Confession : le jeune employé de l’épicerie m’a fait jouir comme jamais

Euh, attends… Sa bite, elle pulsait en moi, là, dans la réserve de l’épicerie. J’étais à quatre pattes sur des cartons de conserves, cul en l’air, et lui derrière, qui me pilonnait fort. Clac-clac, ses couilles tapaient contre ma chatte trempée. L’odeur de sa sueur, un peu musquée, se mélangeait à celle du fromage du rayon d’à côté. ‘Putain, Françoise, t’es si serrée’, il grognait en agrippant mes hanches. Je gémissais, ‘Vas-y, plus fort, défonce-moi !’ Mes nichons ballottaient, frottaient contre le tissu rêche. J’ai joui d’un coup, un spasme violent, ma cyprine qui giclait sur ses cuisses.

Tout a commencé il y a deux semaines. Moi, 28 ans, mère de deux gosses, je bosse à l’épicerie du quartier avec Marielle, la patronne. Une grosse bonne femme de 55 piges, revêche, toujours à gueuler. ‘Françoise, t’as mal rangé les yaourts !’ Son mari est cloué au lit, elle est aigrie, tu sais, mal baisée depuis des lustres. Puis arrive ce p’tit jeune, étudiant, gringalet mais mignon. Il remplit les rayons le matin, torse moulé dans son t-shirt, un sourire timide.
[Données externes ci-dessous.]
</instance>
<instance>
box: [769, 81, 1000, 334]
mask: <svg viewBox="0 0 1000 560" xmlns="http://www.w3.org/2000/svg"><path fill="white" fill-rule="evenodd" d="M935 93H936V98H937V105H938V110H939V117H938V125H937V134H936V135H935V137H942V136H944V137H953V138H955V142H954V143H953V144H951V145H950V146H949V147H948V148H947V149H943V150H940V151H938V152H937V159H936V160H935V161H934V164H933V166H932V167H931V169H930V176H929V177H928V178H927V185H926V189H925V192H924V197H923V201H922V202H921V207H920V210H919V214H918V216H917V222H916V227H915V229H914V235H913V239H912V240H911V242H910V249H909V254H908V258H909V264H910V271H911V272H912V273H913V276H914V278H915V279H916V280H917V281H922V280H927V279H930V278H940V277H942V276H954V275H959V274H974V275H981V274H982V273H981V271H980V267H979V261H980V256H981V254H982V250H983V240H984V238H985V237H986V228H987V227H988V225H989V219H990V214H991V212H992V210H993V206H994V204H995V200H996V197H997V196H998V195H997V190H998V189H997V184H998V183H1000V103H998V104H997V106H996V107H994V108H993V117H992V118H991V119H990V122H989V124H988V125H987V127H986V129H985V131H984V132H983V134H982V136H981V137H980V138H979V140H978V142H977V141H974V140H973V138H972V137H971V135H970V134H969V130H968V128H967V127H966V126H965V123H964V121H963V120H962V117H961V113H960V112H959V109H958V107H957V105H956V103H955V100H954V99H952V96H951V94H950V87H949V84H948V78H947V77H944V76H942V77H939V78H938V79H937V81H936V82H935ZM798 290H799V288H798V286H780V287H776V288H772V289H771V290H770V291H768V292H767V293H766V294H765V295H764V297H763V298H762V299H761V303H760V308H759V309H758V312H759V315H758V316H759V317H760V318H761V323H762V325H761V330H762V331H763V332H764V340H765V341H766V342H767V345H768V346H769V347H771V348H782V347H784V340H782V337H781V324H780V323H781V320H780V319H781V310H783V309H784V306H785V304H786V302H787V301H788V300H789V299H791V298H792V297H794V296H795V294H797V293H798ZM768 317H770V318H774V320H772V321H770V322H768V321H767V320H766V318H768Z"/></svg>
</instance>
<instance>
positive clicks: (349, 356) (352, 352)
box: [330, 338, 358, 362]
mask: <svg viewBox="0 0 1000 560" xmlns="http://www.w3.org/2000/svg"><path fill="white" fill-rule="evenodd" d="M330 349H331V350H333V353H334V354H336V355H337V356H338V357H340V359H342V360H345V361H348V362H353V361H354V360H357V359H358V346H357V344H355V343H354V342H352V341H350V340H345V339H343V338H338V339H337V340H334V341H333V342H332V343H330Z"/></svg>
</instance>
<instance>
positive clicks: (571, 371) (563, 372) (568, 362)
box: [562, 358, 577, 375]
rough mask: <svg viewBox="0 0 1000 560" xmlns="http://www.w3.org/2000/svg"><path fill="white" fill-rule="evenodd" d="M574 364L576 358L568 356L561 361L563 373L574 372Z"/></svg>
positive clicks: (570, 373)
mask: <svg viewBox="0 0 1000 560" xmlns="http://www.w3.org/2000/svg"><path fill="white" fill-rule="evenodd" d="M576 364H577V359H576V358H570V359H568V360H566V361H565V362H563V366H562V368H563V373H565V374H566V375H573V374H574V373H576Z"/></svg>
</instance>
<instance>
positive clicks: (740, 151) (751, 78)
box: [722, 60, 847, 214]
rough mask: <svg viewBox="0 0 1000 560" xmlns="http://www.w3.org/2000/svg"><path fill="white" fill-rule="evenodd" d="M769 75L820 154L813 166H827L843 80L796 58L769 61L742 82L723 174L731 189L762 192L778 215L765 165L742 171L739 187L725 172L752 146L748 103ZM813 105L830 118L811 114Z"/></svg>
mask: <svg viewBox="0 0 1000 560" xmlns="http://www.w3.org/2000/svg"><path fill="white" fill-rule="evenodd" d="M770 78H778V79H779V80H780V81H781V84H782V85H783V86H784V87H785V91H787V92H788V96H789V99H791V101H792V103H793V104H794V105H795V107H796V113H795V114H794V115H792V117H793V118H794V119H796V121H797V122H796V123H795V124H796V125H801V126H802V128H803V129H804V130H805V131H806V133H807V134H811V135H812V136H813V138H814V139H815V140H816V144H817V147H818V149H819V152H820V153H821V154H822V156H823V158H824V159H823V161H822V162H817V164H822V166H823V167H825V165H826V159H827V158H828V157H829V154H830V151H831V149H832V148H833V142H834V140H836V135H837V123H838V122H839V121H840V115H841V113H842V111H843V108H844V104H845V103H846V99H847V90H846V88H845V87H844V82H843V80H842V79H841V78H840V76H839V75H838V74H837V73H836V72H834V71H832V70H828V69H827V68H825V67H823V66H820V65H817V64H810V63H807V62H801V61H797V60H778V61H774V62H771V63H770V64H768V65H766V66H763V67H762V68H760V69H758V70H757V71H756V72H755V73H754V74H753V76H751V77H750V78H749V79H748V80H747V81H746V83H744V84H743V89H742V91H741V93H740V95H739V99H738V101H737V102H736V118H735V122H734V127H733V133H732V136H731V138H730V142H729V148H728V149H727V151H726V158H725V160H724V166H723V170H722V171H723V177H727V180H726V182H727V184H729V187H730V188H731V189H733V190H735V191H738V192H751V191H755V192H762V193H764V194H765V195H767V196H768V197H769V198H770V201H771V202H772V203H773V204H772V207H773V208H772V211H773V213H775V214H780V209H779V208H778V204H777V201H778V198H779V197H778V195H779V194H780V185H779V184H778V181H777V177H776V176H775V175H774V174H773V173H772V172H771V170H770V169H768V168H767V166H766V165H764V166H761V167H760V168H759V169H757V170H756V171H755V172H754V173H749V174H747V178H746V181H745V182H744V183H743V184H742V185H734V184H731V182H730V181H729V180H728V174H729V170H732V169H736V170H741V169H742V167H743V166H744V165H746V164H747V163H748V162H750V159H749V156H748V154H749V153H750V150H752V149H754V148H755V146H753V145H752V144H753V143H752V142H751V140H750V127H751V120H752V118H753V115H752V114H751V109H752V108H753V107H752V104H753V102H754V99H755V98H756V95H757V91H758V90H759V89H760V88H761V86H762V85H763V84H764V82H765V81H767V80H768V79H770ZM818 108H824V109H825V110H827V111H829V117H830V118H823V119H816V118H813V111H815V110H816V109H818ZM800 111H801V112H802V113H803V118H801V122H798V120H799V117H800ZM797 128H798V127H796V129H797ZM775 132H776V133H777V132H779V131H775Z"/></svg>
Dès le premier jour, je le mate. ‘T’es dispo ce soir ?’ je lui lance en vidant un cageot de patates.

La drague au boulot et notre première nuit

‘Tu fais quoi après ?’ ‘Rien de ouf, réviser.’ ‘Viens chez moi, les gosses sont chez des potes.’ Il débarque, je porte une nuisette transparente, mes tétons durs qui pointent. On s’embrasse direct, vorace. Sa bouche goûte la bière du bar du coin. On tombe sur la banquette râpée de mon appart pourri, au 5e sans ascenseur. Ses mains partout, il pince mes fesses. ‘T’es bonne, Françoise.’ Je défais son jean, sa queue jaillit, raide, veineuse, 18 cm facile. Je la prends en bouche, suce lentement, langue qui tournoie sur le gland salé. Slurp-slurp, je l’avale profond, il gémit ‘Oh merde, continue !’
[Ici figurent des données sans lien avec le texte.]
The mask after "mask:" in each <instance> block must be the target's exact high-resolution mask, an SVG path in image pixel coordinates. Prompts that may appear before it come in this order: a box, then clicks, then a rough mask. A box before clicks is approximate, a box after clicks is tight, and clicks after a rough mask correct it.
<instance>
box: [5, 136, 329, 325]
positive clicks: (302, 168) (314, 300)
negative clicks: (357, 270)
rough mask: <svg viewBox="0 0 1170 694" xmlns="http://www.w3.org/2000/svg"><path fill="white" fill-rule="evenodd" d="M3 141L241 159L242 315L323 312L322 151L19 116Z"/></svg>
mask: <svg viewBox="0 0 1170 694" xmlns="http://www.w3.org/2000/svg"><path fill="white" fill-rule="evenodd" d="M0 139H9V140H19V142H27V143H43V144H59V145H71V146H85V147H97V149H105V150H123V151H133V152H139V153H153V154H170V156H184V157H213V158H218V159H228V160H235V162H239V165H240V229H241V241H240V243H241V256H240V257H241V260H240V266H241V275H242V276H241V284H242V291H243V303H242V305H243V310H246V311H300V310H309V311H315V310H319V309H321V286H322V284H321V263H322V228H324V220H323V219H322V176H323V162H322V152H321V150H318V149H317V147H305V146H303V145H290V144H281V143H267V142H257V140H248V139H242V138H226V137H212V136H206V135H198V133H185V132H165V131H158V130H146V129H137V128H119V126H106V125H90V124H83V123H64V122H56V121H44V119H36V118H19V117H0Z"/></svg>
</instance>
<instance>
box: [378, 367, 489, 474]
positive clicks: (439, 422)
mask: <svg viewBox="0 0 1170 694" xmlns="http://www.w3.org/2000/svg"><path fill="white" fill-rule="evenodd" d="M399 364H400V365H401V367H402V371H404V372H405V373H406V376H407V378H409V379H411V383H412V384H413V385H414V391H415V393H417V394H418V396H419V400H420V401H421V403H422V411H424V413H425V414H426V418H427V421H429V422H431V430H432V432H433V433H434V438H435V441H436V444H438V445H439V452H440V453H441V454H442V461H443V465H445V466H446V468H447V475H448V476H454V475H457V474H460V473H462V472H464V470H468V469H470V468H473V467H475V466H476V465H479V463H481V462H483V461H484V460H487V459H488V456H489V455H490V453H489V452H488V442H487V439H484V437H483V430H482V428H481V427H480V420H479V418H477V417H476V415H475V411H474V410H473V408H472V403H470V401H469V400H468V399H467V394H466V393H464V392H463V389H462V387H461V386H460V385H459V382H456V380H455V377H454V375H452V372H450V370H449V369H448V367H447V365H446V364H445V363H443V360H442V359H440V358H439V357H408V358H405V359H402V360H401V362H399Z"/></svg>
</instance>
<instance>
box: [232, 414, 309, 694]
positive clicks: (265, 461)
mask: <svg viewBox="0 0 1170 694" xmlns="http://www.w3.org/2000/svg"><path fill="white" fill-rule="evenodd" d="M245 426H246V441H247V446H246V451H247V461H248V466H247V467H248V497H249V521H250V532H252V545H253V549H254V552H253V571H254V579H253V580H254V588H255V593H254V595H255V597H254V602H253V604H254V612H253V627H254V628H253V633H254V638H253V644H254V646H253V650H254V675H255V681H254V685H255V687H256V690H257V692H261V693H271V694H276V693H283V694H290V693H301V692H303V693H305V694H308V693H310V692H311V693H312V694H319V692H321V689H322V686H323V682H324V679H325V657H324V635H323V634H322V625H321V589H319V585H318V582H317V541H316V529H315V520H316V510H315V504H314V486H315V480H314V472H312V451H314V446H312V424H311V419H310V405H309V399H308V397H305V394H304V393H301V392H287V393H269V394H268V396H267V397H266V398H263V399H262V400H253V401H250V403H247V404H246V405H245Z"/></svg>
À mon tour. Il me plaque, écarte mes cuisses poilues. ‘T’as une chatte magnifique.’ Son nez dans ma toison, il hume. ‘Ça sent le désir, chaud, humide.’ Sa langue fouille, lap-lap sur mon clito gonflé. Je couine, ‘Oui, là, mange-moi !’ Sa barbe naissante gratte mes lèvres intimes, sensation électrique. Je jouis vite, un jet sucré sur sa langue. Capote enfilée, il me pénètre missionnaire. Lent d’abord, puis brutal. ‘T’es trempée, salope.’ Je m’accroche à son dos moite, ondoie des hanches. On change : je le chevauche, ses mains sur mes seins lourds, je rebondis, ploc-ploc. Odeur de sexe lourde dans la pièce. Il me retourne en levrette, me claque les fesses. J’explose encore, il se vide en grognant.
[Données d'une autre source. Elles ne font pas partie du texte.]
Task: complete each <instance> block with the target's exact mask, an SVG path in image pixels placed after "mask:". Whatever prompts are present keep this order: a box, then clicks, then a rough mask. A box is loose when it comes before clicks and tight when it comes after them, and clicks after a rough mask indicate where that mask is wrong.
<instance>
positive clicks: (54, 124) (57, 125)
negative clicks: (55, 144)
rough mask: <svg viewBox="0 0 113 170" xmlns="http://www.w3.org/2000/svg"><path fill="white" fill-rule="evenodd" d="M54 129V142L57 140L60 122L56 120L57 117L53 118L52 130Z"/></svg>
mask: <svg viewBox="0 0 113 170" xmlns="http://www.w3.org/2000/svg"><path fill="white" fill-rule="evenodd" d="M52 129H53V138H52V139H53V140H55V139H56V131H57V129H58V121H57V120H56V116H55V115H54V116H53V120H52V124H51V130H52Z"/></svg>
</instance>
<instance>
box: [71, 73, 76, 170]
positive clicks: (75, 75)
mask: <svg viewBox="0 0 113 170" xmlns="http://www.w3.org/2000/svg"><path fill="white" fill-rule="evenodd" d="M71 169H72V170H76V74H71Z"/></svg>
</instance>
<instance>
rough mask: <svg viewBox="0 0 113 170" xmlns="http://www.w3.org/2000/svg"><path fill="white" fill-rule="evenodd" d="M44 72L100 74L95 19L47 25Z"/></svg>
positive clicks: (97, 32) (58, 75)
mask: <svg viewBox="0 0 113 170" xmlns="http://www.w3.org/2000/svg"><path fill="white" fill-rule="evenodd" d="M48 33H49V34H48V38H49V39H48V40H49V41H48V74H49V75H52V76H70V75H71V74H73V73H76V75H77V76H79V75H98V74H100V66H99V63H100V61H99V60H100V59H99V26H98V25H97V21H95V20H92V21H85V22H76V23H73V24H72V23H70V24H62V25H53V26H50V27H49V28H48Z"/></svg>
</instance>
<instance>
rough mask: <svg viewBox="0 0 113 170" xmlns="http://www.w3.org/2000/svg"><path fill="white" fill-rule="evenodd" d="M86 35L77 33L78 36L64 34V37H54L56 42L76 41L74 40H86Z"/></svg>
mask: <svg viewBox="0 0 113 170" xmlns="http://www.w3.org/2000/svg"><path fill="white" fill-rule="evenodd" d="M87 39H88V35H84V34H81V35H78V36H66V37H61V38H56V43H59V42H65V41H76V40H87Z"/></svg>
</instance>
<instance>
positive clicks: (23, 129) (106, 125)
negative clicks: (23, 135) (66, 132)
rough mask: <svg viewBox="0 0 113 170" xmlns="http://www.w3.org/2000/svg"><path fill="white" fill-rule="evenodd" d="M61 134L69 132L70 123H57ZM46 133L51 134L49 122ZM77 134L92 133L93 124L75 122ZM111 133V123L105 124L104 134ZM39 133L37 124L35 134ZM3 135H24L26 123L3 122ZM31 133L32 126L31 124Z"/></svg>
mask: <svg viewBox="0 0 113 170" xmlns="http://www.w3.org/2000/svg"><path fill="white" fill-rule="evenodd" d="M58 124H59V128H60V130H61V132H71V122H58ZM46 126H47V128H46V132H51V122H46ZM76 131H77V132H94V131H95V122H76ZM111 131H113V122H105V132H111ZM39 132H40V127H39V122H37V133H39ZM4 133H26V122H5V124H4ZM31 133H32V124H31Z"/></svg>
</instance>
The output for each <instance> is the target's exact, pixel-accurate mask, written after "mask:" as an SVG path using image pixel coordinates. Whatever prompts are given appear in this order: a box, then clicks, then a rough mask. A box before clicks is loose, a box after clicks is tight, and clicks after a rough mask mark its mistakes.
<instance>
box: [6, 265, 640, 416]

Surprise en réserve et la suite brûlante

Douche rapide, on bouffe des pâtes. Puis au lit, round 2. ‘Ça faisait un mois que j’avais pas été baisée’, je soupire après. ‘T’es un dieu.’ On recommence, cowgirl inversée, sa bite qui frotte mon point G. Sensations de feu, sueur qui perle.

Après, on baise au magasin, midi fermé. Mais Marielle nous chope en train de s’embrasser dans la réserve. ‘Cochonneries !’ Elle vire le rose. Elle le houspille des jours. Moi, profil bas. Puis j’apprends… elle l’a sauté ! Jalouse ? Carrément. Mais lui revient vers moi un soir. ‘Elle est pathétique, toi t’es une vraie femme.’ On baise encore, plus fort. Sa queue en moi, je pense à sa vieille chatte poilue qu’il a léchée. Ça m’excite bizarrement. ‘Raconte-moi.’ ‘Elle pue la pisse, mais ses lolos… énormes.’ Je jouis en imaginant. On continue, trio secret ? Non, mais ce secret pimente tout. Odeur de scandale dans l’air du quartier.